"It's a fantastic picture," Taylor agreed. "But why tell me?" Taylor was a trouble-shooter extraordinary in these days of quick decisions and billion dollar mistakes. His very prompt assessment of a situation was one of his most valuable traits in such a job.

"Because," said the Chief quietly, "you're going to find them and find out exactly what they want."

"Me? But how—how do you know where—"

"That's easy. One of the Everglades Missiles is in the repair bays. It was undergoing extensive overhaul, when all the missiles blasted off simultaneously. It is now almost ready for blastoff itself. When it goes—and we assume it will go exactly where the others went—you will be aboard."

Several hours later Taylor had been whisked by jet to the Everglades Staging Grounds and was stowed away in the belly of the single I.C.B.M. left to the Free World. He went weaponless.

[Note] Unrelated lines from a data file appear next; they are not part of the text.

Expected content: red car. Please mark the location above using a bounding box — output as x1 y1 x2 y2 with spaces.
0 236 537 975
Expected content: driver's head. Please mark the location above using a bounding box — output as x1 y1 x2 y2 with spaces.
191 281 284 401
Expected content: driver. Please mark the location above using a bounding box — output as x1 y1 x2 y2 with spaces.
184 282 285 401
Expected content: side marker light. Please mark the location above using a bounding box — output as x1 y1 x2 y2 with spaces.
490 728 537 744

Under the circumstances, there didn't seem to be any weapon which would be of the slightest help.


One hour after Taylor entered it, the missile was returned to its launching rack. Twenty minutes after that, as had been anticipated, it blasted off as the others had—destination, unknown.

Taylor had been hastily supplied with a pressure suit and several spare tanks of compressed oxygen, as well as instruments that could read his position in the atmosphere—or deep space. As far as he knew, Taylor became the first man to enter deep space, but there were other things of graver consequence on his mind, and he hardly noted the fact.

Several hours after blastoff, the missile landed on the moon.

Taylor got out and found himself in an enormous crater, with a distant range of mountains at its center and a rim of lower mountains all around. Taylor gaped.